Commentary
Chex claims to be “Full of possibilities. Full of what you love.” And I don’t doubt it. Possibility is a roomy thing, after all. It will hold breakfast, bad ideas, and a surprising amount of criminal ambition without so much as bulging at the seams.
Last week, the Pyramid Lake Police encountered a man driving as if he had personally invented the automobile and considered the roadway a stage built solely for his performance. Stop signs were ornamental, speed limits were theoretical, and common sense had clearly missed the trip altogether. They pulled him over, which is no easy feat when a man believes the laws of motion are for lesser people.
What they found would have disappointed any optimist still clinging to faith in human ingenuity. A box of Chex, bright, wholesome, and advertising nothing more sinister than marshmallows and nostalgia, had been repurposed to conceal 54 grams of suspected methamphetamine. I have seen many clever schemes in my time: fishing lines hidden in hatbands, cats smuggling canaries, and politicians smuggling principles. But a cereal box as a criminal courier is a special kind of foolishness, even by modern standards.

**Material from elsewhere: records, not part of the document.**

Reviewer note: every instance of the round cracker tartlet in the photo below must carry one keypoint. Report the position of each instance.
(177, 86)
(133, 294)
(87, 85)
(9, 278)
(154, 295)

K9 Lando, however, was not impressed. One sniff and the whole enterprise collapsed like a badly built shed in a desert wind. The box told lies. The dog did not. That, at least, was refreshing.
There is a lesson here, if one is looking. Life is full of possibilities. Some nourish you. Some ruin you. And some are hidden in plain sight, inside cheerful packaging meant to distract the unwary.
And it does make a fellow wonder. It is, after all, the same outfit that recently offered law enforcement escorts to help people avoid ICE. One starts to suspect that “Full of possibilities” may also include choosing sides, just not always the ones you expect.